Hackers had been noticed exploiting a important SAP NetWeaver vulnerability tracked as CVE-2025-31324 to deploy the Auto-Colour Linux malware in a cyberattack on a U.S.-based chemical compounds firm.
Cybersecurity agency Darktrace found the assault throughout an incident response in April 2025, the place an investigation revealed that the Auto-Colour malware had advanced to incorporate extra superior evasion techniques.
Darktrace studies that the assault began on April 25, however lively exploitation occurred two days later, delivering an ELF (Linux executable) file onto the focused machine.
The Auto-Colour malware was first documented by Palo Alto Networks’ Unit 42 researchers in February 2025, who highlighted its evasive nature and issue in eradicating as soon as it has established a foothold on a machine.
The backdoor adjusts its habits primarily based on the person privilege stage it runs from, and makes use of ‘ld.so.preload’ for stealthy persistence by way of shared object injection.

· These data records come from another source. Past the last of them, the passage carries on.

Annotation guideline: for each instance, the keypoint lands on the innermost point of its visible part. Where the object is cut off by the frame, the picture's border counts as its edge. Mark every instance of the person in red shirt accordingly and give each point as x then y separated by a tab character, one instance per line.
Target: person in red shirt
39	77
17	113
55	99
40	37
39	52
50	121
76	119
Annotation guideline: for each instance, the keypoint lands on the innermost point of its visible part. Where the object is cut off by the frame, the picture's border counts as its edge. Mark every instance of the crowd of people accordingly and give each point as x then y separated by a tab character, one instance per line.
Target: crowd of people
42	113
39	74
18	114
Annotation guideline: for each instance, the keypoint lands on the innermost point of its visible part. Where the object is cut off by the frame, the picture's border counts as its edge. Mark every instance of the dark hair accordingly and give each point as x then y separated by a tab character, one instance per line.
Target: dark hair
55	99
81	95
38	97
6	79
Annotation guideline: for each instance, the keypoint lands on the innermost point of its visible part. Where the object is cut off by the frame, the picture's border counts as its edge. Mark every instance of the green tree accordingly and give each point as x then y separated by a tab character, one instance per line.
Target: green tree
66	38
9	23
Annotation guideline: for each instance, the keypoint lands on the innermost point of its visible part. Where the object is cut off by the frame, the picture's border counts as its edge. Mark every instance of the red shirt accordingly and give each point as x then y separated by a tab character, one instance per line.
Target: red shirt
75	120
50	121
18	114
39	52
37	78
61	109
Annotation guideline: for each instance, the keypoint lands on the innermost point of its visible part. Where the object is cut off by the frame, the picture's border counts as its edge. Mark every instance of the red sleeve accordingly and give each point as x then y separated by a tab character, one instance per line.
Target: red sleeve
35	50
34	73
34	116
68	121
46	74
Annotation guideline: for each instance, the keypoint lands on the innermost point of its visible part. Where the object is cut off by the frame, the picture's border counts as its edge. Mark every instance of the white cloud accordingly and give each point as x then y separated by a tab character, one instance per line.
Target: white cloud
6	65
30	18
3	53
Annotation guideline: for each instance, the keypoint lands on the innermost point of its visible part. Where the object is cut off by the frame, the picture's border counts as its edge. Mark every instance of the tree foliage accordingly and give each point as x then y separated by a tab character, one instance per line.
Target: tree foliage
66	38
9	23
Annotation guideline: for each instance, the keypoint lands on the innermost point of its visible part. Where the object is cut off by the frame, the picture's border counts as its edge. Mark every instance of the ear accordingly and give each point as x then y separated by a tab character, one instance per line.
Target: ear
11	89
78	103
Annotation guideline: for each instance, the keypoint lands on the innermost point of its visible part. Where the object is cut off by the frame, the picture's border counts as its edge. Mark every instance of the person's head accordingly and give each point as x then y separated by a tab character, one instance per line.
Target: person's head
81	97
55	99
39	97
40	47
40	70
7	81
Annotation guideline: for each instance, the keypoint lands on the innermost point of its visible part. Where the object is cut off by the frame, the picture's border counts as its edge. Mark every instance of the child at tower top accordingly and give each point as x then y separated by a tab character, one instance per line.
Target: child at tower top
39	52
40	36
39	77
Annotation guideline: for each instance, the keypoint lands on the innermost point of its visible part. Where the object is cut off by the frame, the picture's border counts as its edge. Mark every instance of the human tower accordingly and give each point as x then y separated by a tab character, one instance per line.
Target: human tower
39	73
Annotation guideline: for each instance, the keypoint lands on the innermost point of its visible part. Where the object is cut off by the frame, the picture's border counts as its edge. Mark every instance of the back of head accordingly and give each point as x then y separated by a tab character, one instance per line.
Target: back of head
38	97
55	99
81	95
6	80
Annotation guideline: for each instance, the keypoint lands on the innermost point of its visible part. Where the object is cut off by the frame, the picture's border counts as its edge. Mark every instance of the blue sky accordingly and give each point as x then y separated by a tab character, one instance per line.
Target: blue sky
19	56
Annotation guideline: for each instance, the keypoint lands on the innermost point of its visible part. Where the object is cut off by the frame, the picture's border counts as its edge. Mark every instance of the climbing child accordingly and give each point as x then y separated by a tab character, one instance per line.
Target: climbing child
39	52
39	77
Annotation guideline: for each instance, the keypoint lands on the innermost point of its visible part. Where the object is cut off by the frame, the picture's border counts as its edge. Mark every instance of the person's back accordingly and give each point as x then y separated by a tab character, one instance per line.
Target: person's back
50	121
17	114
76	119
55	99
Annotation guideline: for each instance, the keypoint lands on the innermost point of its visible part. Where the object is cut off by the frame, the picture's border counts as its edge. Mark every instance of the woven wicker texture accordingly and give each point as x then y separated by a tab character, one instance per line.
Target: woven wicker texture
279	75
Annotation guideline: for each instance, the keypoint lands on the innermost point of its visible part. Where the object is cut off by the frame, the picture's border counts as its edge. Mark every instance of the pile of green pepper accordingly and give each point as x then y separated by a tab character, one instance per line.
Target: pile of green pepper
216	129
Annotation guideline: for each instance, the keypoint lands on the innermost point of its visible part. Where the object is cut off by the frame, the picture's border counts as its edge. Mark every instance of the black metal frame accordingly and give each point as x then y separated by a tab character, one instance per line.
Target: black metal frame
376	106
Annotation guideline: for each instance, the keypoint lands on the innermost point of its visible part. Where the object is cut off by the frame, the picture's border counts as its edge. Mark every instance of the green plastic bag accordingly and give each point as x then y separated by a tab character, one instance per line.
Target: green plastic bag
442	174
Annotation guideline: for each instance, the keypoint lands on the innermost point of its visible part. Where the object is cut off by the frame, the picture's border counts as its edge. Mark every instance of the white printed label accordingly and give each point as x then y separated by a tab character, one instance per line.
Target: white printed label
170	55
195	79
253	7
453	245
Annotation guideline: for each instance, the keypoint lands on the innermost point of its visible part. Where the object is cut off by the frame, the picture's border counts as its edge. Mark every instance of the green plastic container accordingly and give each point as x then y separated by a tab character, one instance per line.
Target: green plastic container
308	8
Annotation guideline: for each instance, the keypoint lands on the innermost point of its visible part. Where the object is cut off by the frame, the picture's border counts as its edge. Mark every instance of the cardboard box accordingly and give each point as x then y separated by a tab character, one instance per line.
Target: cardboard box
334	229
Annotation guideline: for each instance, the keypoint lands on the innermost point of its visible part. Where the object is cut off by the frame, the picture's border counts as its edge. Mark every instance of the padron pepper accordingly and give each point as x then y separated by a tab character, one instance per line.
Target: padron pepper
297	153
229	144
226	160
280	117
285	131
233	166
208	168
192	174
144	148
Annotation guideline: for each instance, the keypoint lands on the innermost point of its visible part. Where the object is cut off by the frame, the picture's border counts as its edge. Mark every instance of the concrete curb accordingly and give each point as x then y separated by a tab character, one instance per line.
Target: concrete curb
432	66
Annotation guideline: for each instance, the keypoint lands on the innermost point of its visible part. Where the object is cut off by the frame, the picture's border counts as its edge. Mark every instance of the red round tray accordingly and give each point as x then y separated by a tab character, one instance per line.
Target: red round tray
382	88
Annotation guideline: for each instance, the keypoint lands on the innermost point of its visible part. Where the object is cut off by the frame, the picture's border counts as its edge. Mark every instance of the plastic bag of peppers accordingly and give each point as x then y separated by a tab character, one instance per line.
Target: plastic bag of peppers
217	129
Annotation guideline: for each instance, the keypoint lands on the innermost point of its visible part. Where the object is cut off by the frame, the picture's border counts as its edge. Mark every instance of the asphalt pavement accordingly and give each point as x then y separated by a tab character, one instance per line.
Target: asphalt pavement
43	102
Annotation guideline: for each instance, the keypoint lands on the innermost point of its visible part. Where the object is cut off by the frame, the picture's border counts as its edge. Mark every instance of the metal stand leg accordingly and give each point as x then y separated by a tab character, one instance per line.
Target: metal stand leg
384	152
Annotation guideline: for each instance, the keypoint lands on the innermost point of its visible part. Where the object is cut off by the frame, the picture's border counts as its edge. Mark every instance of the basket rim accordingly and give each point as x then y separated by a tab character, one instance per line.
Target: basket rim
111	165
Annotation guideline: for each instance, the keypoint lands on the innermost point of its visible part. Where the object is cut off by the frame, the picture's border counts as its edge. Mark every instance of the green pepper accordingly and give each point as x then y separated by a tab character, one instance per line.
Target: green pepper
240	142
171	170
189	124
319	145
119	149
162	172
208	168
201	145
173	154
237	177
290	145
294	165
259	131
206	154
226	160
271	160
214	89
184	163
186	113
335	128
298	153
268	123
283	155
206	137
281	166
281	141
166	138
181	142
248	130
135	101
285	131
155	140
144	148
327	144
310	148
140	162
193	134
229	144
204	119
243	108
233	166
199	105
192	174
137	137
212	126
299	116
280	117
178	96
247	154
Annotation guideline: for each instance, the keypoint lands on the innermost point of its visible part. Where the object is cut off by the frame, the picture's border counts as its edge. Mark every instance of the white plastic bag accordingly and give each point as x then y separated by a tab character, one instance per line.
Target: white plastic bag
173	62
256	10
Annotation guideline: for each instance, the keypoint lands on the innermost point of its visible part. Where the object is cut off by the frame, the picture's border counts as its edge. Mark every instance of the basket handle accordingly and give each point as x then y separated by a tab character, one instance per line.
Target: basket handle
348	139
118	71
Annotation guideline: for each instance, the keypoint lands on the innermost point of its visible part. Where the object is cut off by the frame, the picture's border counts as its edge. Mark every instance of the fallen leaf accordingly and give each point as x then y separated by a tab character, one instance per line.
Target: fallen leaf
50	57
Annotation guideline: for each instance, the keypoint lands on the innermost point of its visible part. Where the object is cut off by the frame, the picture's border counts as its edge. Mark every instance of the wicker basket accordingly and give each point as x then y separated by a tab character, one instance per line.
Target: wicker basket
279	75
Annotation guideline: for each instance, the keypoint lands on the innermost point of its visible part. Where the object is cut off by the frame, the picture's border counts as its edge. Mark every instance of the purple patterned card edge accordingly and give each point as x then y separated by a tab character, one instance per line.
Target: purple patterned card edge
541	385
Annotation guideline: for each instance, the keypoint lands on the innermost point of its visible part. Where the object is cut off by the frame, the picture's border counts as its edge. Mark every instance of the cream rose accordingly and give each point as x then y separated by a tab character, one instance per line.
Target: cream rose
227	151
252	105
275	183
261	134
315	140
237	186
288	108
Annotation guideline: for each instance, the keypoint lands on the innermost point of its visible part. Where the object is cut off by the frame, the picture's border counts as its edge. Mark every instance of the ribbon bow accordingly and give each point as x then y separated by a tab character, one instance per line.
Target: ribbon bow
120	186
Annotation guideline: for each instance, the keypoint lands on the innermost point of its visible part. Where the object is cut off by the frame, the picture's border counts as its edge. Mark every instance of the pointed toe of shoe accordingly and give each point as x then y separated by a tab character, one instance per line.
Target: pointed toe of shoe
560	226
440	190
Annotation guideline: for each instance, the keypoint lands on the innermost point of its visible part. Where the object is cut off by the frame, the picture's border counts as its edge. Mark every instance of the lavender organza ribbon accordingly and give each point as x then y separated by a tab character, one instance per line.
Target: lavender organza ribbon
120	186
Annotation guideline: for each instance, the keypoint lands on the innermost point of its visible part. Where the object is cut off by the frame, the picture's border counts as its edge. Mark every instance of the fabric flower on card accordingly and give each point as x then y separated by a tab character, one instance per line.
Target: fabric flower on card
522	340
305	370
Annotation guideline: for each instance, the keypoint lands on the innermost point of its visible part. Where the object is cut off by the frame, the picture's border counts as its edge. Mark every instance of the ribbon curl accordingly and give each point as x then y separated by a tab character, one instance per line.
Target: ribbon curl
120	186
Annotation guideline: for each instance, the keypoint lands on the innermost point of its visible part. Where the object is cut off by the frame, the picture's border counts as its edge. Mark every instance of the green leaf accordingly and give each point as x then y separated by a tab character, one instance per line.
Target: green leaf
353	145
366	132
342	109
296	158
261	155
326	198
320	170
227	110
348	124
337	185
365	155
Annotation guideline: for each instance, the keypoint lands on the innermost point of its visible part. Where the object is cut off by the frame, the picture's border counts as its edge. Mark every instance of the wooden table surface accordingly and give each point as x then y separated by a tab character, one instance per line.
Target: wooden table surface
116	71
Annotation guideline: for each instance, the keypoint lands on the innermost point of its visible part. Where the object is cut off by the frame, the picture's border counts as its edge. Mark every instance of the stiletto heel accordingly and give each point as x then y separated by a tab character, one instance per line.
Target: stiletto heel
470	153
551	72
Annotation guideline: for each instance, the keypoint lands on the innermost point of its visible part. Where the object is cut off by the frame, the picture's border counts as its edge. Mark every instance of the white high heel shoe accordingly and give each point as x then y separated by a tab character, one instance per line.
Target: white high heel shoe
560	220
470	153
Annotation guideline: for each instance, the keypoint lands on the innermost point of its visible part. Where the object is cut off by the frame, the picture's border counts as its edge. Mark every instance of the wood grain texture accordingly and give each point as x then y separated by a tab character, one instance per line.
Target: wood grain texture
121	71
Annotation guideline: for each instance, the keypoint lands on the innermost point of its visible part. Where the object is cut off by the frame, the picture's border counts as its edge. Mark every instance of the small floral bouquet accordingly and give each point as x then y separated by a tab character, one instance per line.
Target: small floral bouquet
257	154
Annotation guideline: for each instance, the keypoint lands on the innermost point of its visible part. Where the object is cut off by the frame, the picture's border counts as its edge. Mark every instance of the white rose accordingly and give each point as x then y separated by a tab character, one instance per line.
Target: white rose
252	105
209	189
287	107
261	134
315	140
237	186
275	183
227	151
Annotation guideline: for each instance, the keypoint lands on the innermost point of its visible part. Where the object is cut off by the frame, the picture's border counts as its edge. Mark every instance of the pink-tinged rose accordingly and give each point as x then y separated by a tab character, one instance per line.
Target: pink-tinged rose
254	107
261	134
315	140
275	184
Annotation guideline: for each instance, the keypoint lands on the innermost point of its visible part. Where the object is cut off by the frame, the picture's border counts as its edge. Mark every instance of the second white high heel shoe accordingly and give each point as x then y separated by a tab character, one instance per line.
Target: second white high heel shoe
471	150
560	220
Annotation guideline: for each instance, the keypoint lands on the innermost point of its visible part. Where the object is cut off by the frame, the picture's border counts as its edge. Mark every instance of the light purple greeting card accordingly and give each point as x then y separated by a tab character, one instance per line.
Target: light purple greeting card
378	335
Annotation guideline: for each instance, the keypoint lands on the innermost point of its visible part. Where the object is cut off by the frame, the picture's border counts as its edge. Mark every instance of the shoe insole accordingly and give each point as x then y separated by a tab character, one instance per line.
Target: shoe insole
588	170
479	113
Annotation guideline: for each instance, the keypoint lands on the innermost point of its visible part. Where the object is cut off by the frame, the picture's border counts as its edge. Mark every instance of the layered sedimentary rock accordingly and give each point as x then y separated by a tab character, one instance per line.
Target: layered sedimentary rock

Auto-Colour options capabilities akin to arbitrary command execution, file modification, reverse shell for full distant entry, proxy visitors forwarding, and dynamic configuration updating. It additionally has a rootkit module that hides its malicious actions from safety instruments.
Unit 42 couldn’t uncover the preliminary an infection vector from the assaults it noticed, focusing on universities and authorities organizations in North America and Asia.
In keeping with the most recent analysis by Darktrace, the risk actors behind Auto-Colour exploit CVE-2025-31324, a important vulnerability in NetWeaver that permits unauthenticated attackers to add malicious binaries to realize distant code execution (RCE).
.jpg)
Supply: Darktrace
SAP fastened the flaw in April 2025, whereas safety companies ReliaQuest, Onapsis, and watchTowr reported seeing lively exploitation makes an attempt, which culminated just a few days later.
By Might, ransomware actors and Chinese language state hackers had joined within the exploitation exercise, whereas Mandiant reported unearthing proof of zero-day exploitation for CVE-2025-31324 since at the least mid-March 2025.
Other than the preliminary entry vector, Darktrace additionally found a brand new evasion measure carried out on the most recent model of Auto-Colour.
If Auto-Colour can not hook up with its hardcoded Command-and-Management (C2) server, it suppresses most of its malicious habits. This is applicable to sandboxed and air-gapped environments, the place the malware would seem benign to analysts.
“If the C2 server is unreachable, Auto-Colour successfully stalls and refrains from deploying its full malicious performance, showing benign to analysts,” explains Darktrace.
“This habits prevents reverse engineering efforts from uncovering its payloads, credential harvesting mechanisms, or persistence strategies.”
That is added on prime of what Unit 42 documented beforehand, together with privilege-aware execution logic, use of benign filenames, hooking libc capabilities, use of a pretend logs listing, C2 connections over TLS, distinctive hashes for every pattern, and the existence of a “kill swap.”
With Auto-Colour now actively exploiting CVE-2025-31324, directors ought to act rapidly to use the safety updates or mitigations offered within the customer-only SAP bulletin.
CISOs know that getting board buy-in begins with a transparent, strategic view of how cloud safety drives enterprise worth.
This free, editable board report deck helps safety leaders current danger, affect, and priorities in clear enterprise phrases. Flip safety updates into significant conversations and sooner decision-making within the boardroom.